HSBC Europe’s largest bank, has dropped plans to freeze pay this year, reversing a cost-cutting decision made less than two weeks ago. The bank has also decided to keep its global HQ in London rather than move to Hong Kong

HSBC chief exec Stuart Gulliver expresses announced the pay freeze reversal in a memo to staff Pay rises will be funded from a bonus pool originally intended for payments to be made in 2017, the memo from Gulliver to all employees and dated Feb. 11 said.

A hiring freeze introduced in the fourth quarter of 2015 will remain in place. The bank, which had more than 266,000 staff at the end of 2014, plans annual cost savings of up to $5 billion by 2017.

“As flagged in our Investor Update we have targeted significant cost reductions by the end of 2017,” a spokeswoman for HSBC said in a statement.

Gulliver said that following feedback on the pay freeze and the way it was communicated, he had “decided to change the way these cost savings are to be achieved”.

“We will therefore proceed with the pay rises as originally proposed by managers as part of the 2015 pay review, noting that, consistent with prior years, not all staff will receive a pay rise.”

Bonuses for 2015, which are due to be paid in 2016, will not be affected, the memo said. Gulliver also highlighted in the memo his concerns for the global economy from falling oil prices and slowing Chinese growth, as well as lower growth expectations for Britain.

“These macroeconomic pressures mean we must be cautious and realistic about the outlook for our revenues in 2016,” the memo said.

Worries about global growth have heaped pressure on the banking sector in recent months. “Several of our competitors have recently announced large-scale redundancies, salary freezes, bonus reductions and

further cost reduction programmes in addition to those already in place and hence it is clear we are not alone in facing these challenges,” Gulliver said.

Ten of Europe’s biggest banks announced staff cuts of 130,000 in the second half of 2015, according to data compiled by Reuters, more than the total number of job losses announced by those banks in 2013 and 2014. Investors believe, however, that the industry will need to slim down further and faster to boost profits.

Meantime HSBC is to keep its headquarters in the UK after a 10-month review during which time the government has made a series of changes regarded as favourable to the bank.
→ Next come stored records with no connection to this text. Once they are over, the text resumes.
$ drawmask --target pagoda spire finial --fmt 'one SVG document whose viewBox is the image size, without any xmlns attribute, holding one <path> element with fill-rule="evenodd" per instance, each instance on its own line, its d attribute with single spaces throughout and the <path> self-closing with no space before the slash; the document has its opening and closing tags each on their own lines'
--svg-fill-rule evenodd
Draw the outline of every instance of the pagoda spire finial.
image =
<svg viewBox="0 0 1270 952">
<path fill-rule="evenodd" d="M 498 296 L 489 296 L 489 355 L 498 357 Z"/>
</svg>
Chief exec Gulliver said  “Having our headquarters in the UK and our significant business in Asia Pacific delivers the best of both worlds to our stakeholders.”

The much-anticipated decision was announced after a board meeting in London, where the bank has been based since moving its headquarters in 1992 at the time of the takeover of Midland Bank. It comes just as China’s stock market was due to begin trading for the first time after a week’s holiday during which markets elsewhere in the world have been buffeted by fears about the banking sector.

Britain’s biggest bank said it would abandon its usual practice of reviewing its headquarters every three years after what it described as an exhaustive process. It did not list all the alternative locations that had been considered but said:

“In the later stages of the review, the analysis was narrowed down to the group’s home markets, the UK and Hong Kong, both of which are considered by the board to be world-class financial centres with high quality regulatory regimes capable of hosting a global systemically important bank such as HSBC.”